By Anne Holland
By noon yesterday, a line of executives clad in suits and business attire stretched far down a sidewalk on Manhattan’s lower east side – waiting for the doors to open for MMJ Business Daily’s East Coast Cannabis Entrepreneurs & Investors Seminar. They came from 21 states in all, from Maine to Florida, from across the Midwest, and even the West Coast.
Clearly the East Coast MMJ opportunity is of significant interest nationally.
How big is it? MMJ Business Daily’s publisher Cassandra Farrington put the figure of potential dispensary MMJ sales for Northeast and Mid-Atlantic states at up to $57.5 million for 2013 if all retail outlets were to open as allowed under current states’ legislation, all of which strictly limit dispensaries. (That figure doesn’t include other types of revenues, such as ancillaries, nor does it reflect the full potential of a marketplace with less-intensive regulations.)
Although that’s a tiny slice of America’s estimated total $1.3 billion-1.5 billion 2013 legal cannabis sales (data from the Marijuana Business Factbook), businesses that establish a presence now could have a huge future advantage, according to Brendan Kennedy, CEO Privateer Holdings, Inc.
“When the feds signal that medical marijuana will be legal, that’s when there will be Fortune 500 companies moving into mergers and acquisition, looking for a strategic beachhead,” Kennedy said at the event.
Chris Walsh, editor MMJ Business Daily, noted that the very strictness of East Coast regulations can be a significant business advantage to local entrepreneurs. Tight regulations tend to add up to unusually strong business stability and preclude the profit-killing competition that plagues some Western states. Steve Fox, chief lobbyist for the National Cannabis Industry Association (NCIA), added that in states with strict regulations and oversight, the feds have thus far not conducted crackdowns on local MMJ businesses except for those deemed too close to schools.
Thus, the East Coast opportunity is much brighter than initial financials might indicate, which is why so many investors are interested in it.
However, a perhaps surprisingly high number of potential investors in the East still have almost no knowledge of the risks involved in MMJ. Troy Dayton, CEO of The ArcView Group, said that investors typically first eye businesses that deal directly with cannabis. Once they realize how risky such investments are, investors start looking at ancillary firms that provide services to the industry but don’t actually handle the plant.
“Many investors are initially really interested and excited (to invest in dispensaries and cultivation operations), until they look under the hood and talk to their lawyer,” Dayton said. “When they realize they really could go to jail, it kind of takes all the air out of the room.” Ancillary businesses, on the other hand, don’t faces the same legal challenges, making them safer from an investment standpoint, he said.
“If you’re here just to make money, there really are easier ways” than pursuing investment opportunities directly related dealing with the plant, Dayton said.
Kennedy said the investors who do decide to get involved, regardless of risk, are often as passionate about “social returns” – i.e. business ideas that advance public acceptance of cannabis as a legitimate and worthwhile industry – as they are about financial returns. For some, this social aspect is the primary motivation. In fact, products and services need to have this element in order for the investment fund Kennedy represents to be interested in them.
Ean Seeb, co-founder of Denver Relief Consulting, noted that many East Coast would-be investors and entrepreneurs are also unaware of the banking challenges inherent in the MMJ industry. His own company’s Colorado-based dispensary was informed that its bank account is being closed just last week. His advice: open multiple bank accounts, preferably under innocuous-sounding business names, to ensure you have a back-up plan. Richard Evans, a Massachusetts-based MMJ business lawyer, also advised attendees to stick to state-chartered banks or credit unions instead of federally chartered institutions.

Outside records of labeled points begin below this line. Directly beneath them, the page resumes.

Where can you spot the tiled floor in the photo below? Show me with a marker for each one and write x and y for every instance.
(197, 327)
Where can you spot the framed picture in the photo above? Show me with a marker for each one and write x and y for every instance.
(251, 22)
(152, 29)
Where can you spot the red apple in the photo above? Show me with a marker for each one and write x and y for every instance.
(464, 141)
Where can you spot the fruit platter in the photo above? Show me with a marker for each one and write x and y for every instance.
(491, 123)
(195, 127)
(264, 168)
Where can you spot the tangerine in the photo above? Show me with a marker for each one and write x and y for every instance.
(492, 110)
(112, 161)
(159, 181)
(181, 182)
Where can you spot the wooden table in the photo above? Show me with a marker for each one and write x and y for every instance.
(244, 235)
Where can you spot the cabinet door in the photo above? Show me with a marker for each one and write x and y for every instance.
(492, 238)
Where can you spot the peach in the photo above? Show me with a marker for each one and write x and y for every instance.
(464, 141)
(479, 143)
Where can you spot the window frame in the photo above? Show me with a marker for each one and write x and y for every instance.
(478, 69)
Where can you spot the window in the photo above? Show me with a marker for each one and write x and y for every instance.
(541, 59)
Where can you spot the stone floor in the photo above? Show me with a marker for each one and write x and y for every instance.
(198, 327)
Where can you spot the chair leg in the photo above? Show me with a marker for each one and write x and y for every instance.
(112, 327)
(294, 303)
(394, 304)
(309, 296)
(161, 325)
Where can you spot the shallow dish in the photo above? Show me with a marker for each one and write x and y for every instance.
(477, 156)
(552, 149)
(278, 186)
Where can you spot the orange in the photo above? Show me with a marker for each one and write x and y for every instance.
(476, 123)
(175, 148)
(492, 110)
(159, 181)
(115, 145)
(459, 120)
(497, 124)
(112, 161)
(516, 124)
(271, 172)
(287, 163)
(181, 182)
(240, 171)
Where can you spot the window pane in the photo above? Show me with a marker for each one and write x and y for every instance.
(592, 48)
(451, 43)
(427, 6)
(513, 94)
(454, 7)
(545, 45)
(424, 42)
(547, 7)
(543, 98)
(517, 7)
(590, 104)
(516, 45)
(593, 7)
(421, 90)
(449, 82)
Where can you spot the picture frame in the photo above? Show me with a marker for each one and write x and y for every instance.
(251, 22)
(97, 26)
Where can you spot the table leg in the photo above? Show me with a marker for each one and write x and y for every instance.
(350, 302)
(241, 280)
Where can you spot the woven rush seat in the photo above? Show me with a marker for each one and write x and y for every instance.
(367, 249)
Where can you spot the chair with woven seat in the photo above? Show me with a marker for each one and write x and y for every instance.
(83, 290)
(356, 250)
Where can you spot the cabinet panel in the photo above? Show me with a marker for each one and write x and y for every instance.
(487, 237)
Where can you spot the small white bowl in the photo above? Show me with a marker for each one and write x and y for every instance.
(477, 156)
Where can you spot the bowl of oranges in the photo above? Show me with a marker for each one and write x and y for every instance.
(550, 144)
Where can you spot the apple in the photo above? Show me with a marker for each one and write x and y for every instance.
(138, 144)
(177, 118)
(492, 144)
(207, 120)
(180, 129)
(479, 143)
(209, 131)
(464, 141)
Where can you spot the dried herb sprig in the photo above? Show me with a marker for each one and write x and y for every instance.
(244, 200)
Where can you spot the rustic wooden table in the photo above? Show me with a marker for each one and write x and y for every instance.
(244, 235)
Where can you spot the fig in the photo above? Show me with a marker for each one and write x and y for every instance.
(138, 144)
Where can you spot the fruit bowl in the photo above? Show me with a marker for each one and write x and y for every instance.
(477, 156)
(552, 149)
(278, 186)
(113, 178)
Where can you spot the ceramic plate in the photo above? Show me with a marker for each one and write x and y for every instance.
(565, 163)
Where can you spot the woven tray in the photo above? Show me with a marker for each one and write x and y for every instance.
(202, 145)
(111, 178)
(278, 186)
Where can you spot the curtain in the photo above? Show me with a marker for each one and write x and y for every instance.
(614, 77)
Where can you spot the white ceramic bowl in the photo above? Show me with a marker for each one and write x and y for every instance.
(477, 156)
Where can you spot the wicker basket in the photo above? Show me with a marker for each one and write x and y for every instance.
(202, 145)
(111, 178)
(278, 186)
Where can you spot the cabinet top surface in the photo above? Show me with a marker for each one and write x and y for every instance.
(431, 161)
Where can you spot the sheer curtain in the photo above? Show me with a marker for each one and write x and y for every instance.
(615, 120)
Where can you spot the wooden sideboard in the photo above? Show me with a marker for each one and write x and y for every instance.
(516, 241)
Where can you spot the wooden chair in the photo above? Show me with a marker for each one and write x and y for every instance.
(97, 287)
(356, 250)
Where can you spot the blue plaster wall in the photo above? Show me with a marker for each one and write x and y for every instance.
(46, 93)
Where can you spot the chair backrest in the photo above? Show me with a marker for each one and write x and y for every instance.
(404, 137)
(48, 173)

Perhaps surprisingly, roughly 20% of the audience indicated they were unaware of 280E, the IRS regulation that is perhaps the foremost financial concern for dispensaries across America, because it disallows many traditional business tax deductions. 280E alone can ravage dispensary profits, and has forced some Western dispensaries into bankruptcy.

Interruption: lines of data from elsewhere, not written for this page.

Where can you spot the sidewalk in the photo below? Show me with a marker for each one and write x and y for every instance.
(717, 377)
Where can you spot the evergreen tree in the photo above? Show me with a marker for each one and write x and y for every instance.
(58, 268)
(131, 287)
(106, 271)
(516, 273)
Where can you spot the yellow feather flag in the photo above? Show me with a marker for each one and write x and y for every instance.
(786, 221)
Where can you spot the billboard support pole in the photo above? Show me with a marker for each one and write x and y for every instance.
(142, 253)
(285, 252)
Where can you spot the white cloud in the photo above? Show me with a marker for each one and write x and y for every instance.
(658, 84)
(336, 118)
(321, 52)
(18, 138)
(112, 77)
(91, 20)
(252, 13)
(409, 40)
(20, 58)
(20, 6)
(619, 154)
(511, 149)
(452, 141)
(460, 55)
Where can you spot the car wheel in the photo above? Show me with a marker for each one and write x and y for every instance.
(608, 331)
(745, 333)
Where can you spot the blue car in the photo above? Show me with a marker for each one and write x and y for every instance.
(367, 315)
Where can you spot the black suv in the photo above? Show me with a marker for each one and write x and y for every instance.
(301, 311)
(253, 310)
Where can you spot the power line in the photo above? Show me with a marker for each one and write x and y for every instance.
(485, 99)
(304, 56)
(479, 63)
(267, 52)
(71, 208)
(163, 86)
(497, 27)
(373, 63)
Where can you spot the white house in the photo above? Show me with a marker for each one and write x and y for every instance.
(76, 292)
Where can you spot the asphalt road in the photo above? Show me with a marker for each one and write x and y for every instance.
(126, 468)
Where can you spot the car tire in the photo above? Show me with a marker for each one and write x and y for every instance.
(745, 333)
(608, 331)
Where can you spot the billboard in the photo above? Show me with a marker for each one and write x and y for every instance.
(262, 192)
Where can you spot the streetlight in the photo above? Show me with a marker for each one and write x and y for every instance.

Seeb and Fox explain to attendees ways that dispensaries can mitigate 280e’s effects. Under the provision, some costs of goods sold may be allowable deductions, such as expenses related to cultivation. You can also set up separate companies for discrete non-cannabis parts of your operation such as packaging and commercial real estate, which can take standard tax deductions. Then you become your own vendor.

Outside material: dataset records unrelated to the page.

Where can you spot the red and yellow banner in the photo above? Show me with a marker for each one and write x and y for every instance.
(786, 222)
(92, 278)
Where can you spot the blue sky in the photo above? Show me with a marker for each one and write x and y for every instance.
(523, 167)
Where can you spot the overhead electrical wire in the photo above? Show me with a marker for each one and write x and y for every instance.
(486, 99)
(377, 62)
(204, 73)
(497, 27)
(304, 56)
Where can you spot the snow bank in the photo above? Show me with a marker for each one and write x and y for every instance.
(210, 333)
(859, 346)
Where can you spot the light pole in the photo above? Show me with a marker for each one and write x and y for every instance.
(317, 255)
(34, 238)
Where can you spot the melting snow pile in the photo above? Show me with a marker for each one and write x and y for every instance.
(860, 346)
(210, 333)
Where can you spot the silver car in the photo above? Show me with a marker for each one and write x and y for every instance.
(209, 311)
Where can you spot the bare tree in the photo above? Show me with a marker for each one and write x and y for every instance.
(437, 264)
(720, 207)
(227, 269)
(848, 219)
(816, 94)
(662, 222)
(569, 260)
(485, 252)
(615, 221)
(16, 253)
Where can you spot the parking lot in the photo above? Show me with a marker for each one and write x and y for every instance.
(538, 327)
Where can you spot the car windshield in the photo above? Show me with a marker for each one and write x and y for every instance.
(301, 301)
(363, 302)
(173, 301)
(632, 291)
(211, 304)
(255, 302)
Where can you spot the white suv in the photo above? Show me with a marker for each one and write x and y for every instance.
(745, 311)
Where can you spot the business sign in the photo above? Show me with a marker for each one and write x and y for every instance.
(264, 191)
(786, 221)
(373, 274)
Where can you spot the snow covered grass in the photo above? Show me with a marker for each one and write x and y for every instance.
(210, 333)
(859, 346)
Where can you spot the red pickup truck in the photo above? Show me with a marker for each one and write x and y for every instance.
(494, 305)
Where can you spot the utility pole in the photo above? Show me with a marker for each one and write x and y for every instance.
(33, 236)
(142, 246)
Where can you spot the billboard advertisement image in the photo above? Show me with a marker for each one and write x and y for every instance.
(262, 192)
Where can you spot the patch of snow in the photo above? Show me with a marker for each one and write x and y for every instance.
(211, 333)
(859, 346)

No matter the risks, all speakers agreed that the floodgates have begun to open with thousands more potential investors and entrepreneurs seriously considering joining the field. To some degree this is causing a culture shock within the industry, which has been a fairly close-knit group of entrepreneurs, who were as much activists as they were businesspeople, for many, many years.
However, Doug Banfelder of Premier Southwest Insurance Group ` who’s helped MMJ businesses in both Western and Eastern states ` says the old guard and newcomers have more in common than they may initially think. “You’re all risk-takers in this industry. It’s a couple of notches higher than what I’ve seen in other industries. People in the medical marijuana business are very brave and motivated.” That’s true, no matter which area of the country they come from.